Al mismo tiempo, la Organización de la Conferencia Islámica (OIS) está decidida a utilizar el nuevo Consejo para introducir insidiosamente los valores morales de la sharia en el Derecho Internacional. Según el 'Programa de Acción Decenal para Tratar los Desafíos que Afronta la Umma Islámica en el siglo XXI' de la OIS, aprobado en diciembre de 2005, los jefes de Estado musulmanes "se esforzarán concertadamente para hacer que Naciones Unidas apruebe una resolución internacional sobre la islamofobia, y pedirán a todos los estados que implanten leyes que incluyan los castigos disuasorios".
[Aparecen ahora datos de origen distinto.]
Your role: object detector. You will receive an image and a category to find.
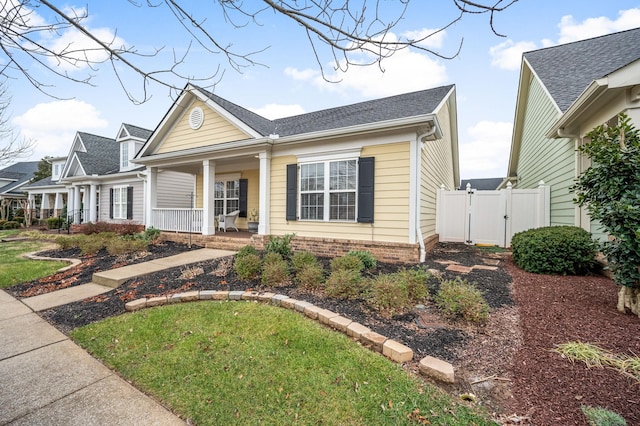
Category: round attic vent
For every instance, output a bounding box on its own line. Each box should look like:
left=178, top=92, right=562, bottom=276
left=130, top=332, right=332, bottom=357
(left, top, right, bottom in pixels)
left=189, top=107, right=204, bottom=130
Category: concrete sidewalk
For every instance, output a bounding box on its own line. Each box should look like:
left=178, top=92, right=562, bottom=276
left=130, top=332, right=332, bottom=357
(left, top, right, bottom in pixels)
left=0, top=289, right=186, bottom=425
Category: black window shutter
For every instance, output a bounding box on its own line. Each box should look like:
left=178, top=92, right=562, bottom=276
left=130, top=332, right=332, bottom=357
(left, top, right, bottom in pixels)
left=357, top=157, right=375, bottom=223
left=126, top=186, right=133, bottom=220
left=239, top=179, right=248, bottom=218
left=109, top=188, right=114, bottom=219
left=286, top=164, right=297, bottom=221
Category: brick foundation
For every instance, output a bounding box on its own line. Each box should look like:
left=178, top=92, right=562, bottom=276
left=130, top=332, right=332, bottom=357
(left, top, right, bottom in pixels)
left=160, top=231, right=440, bottom=264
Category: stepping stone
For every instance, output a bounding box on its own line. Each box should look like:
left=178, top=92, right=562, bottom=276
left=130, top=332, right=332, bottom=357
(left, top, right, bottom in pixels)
left=22, top=283, right=113, bottom=312
left=472, top=265, right=498, bottom=271
left=446, top=264, right=473, bottom=274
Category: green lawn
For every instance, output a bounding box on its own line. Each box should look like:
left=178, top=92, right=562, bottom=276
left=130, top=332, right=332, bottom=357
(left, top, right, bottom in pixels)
left=0, top=231, right=67, bottom=288
left=72, top=302, right=495, bottom=425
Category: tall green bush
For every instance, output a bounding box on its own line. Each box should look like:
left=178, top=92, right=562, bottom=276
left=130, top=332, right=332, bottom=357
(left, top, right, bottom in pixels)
left=511, top=226, right=597, bottom=275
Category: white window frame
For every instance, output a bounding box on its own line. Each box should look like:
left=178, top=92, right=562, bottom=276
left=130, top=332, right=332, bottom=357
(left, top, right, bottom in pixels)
left=120, top=142, right=129, bottom=169
left=113, top=185, right=128, bottom=219
left=213, top=173, right=240, bottom=216
left=299, top=158, right=358, bottom=222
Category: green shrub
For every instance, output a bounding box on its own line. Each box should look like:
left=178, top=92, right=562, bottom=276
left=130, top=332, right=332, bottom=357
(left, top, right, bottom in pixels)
left=367, top=274, right=411, bottom=317
left=511, top=226, right=598, bottom=275
left=324, top=269, right=368, bottom=300
left=0, top=219, right=6, bottom=228
left=261, top=253, right=290, bottom=287
left=3, top=221, right=19, bottom=229
left=295, top=263, right=325, bottom=290
left=236, top=245, right=258, bottom=258
left=290, top=250, right=319, bottom=273
left=397, top=268, right=430, bottom=303
left=347, top=250, right=377, bottom=270
left=77, top=235, right=105, bottom=255
left=13, top=216, right=24, bottom=224
left=46, top=217, right=63, bottom=229
left=55, top=235, right=78, bottom=249
left=435, top=277, right=490, bottom=323
left=106, top=237, right=148, bottom=255
left=142, top=227, right=161, bottom=242
left=234, top=253, right=261, bottom=280
left=264, top=233, right=295, bottom=258
left=581, top=405, right=627, bottom=426
left=330, top=253, right=364, bottom=273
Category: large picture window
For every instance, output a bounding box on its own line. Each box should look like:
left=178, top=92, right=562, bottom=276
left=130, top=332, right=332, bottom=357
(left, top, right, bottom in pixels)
left=300, top=159, right=357, bottom=221
left=214, top=179, right=239, bottom=216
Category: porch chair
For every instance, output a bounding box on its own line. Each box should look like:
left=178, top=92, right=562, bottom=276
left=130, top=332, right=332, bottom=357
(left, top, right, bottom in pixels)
left=218, top=210, right=240, bottom=232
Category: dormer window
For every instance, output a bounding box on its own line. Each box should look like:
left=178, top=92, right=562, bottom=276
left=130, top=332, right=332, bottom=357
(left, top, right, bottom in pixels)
left=121, top=142, right=129, bottom=169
En otras palabras, intentan criminalizar el insulto al Islam y que eso forme parte del Derecho Internacional; es una amenaza directa a los valores democráticos de libertad de expresión, libertad de prensa y libertad religiosa. Su poder en la Asamblea General y en el nuevo Consejo les daría una enorme ventaja de partida, así como la capacidad de evitar la asunción de responsabilidades por los actos criminales de terrorismo perpetrados en nombre del Islam.
Se supone que el Consejo también hace un seguimiento de los compromisos que supuestamente salen de la multitud de conferencias y cumbres globales patrocinadas Naciones Unidas. Pagadas con el presupuesto de la ONU, al que los norteamericanos contribuimos con el 22% (mientras que China, por ejemplo, contribuye sólo con el 2%), de estas conferencias y cumbres no elegidas democráticamente y no transparentes suelen salir pronunciamientos de altos vuelos que establecen en la práctica nuevas "normas internacionales" obligatorias, "derechos humanos universales" y "obligaciones universales".
Estos pronunciamientos difieren a menudo de nuestros propios valores como nación soberana que se autogobierna. No obstante, la mayoría de los actuales jueces del Tribunal Supremo han mostrado una alarmante tendencia a incorporar esas quiméricas manifestaciones del "derecho internacional" en sus interpretaciones de nuestra propia Constitución, para que ésta asuma el consenso de la opinión mundial. Imagine lo susceptibles que serán estos jueces a la voz de alarma de un Consejo de Derechos Humanos reformado que reclame un nuevo mandato de legitimidad para definir, según le plazca, los DDHH como parte del Derecho Internacional.
Estados Unidos debería seguir en sus trece e insistir en la verdadera reforma. Si perdemos esta batalla y el nuevo Consejo es aprobado por la Asamblea General a pesar de nuestras protestas, deberíamos monitorizar cuidadosamente su historial durante los próximos meses. Si vemos cualquier evidencia de que se trata de más de lo mismo, deberíamos retirar inmediatamente toda la financiación con que contribuimos a esta farsa hasta que se pongan en marcha cambios significativos.